Get and set the number of threads used to process queries.

Type:

Read/Write (int)

property query_types

Return the query element types this index is specialized for.

search(*args, **kwargs)

Overloaded function.

  1. search(self: pysvs.Flat, queries: numpy.ndarray[numpy.float32], n_neighbors: int) -> tuple

Perform a search to return the n_neighbors approximate nearest neighbors to the query.

Parameters:
  • queries – Numpy Vector or Matrix representing the queries. If the argument is a vector, it will be treated as a single query. If the argument is a matrix, individual queries are assumed to the rows of the matrix. Returned results will have a position-wise correspondence with the queries. That is, the N-th row of the returned IDs and distances will correspond to the N-th row in the query matrix.

  • n_neighbors – The number of neighbors to return for this search job.

Returns:

A tuple (I, D) where I contains the n_neighbors approximate (or exact) nearest neighbors to the queries and D contains the approximate distances.

Note: This form is returned regardless of whether the given query was a vector or a matrix.

  1. search(self: pysvs.Flat, queries: numpy.ndarray[numpy.uint8], n_neighbors: int) -> tuple

Perform a search to return the n_neighbors approximate nearest neighbors to the query.

Parameters:
  • queries – Numpy Vector or Matrix representing the queries.
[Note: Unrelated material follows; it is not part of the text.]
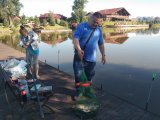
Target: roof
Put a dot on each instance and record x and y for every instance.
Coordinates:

If the argument is a vector, it will be treated as a single query. If the argument is a matrix, individual queries are assumed to the rows of the matrix. Returned results will have a position-wise correspondence with the queries. That is, the N-th row of the returned IDs and distances will correspond to the N-th row in the query matrix.

  • n_neighbors – The number of neighbors to return for this search job.

Returns:

A tuple (I, D) where I contains the n_neighbors approximate (or exact) nearest neighbors to the queries and D contains the approximate distances.

Note: This form is returned regardless of whether the given query was a vector or a matrix.

  1. search(self: pysvs.Flat, queries: numpy.ndarray[numpy.int8], n_neighbors: int) -> tuple

Perform a search to return the n_neighbors approximate nearest neighbors to the query.

Parameters:
  • queries – Numpy Vector or Matrix representing the queries. If the argument is a vector, it will be treated as a single query. If the argument is a matrix, individual queries are assumed to the rows of the matrix. Returned results will have a position-wise correspondence with the queries. That is, the N-th row of the returned IDs and distances will correspond to the N-th row in the query matrix.

  • n_neighbors – The number of neighbors to return for this search job.

Returns:

A tuple (I, D) where I contains the n_neighbors approximate (or exact) nearest neighbors to the queries and D contains the approximate distances.

Note: This form is returned regardless of whether the given query was a vector or a matrix.

property search_parameters

Get/set the current search parameters for the index. These parameters modify and non-algorthmic properties of search (affecting queries-per-second).

See also: pysvs.FlatSearchParameters.

Type:

“Read/Write (pysvs.FlatSearchParameters)

property size

Return the number of elements in the indexed dataset.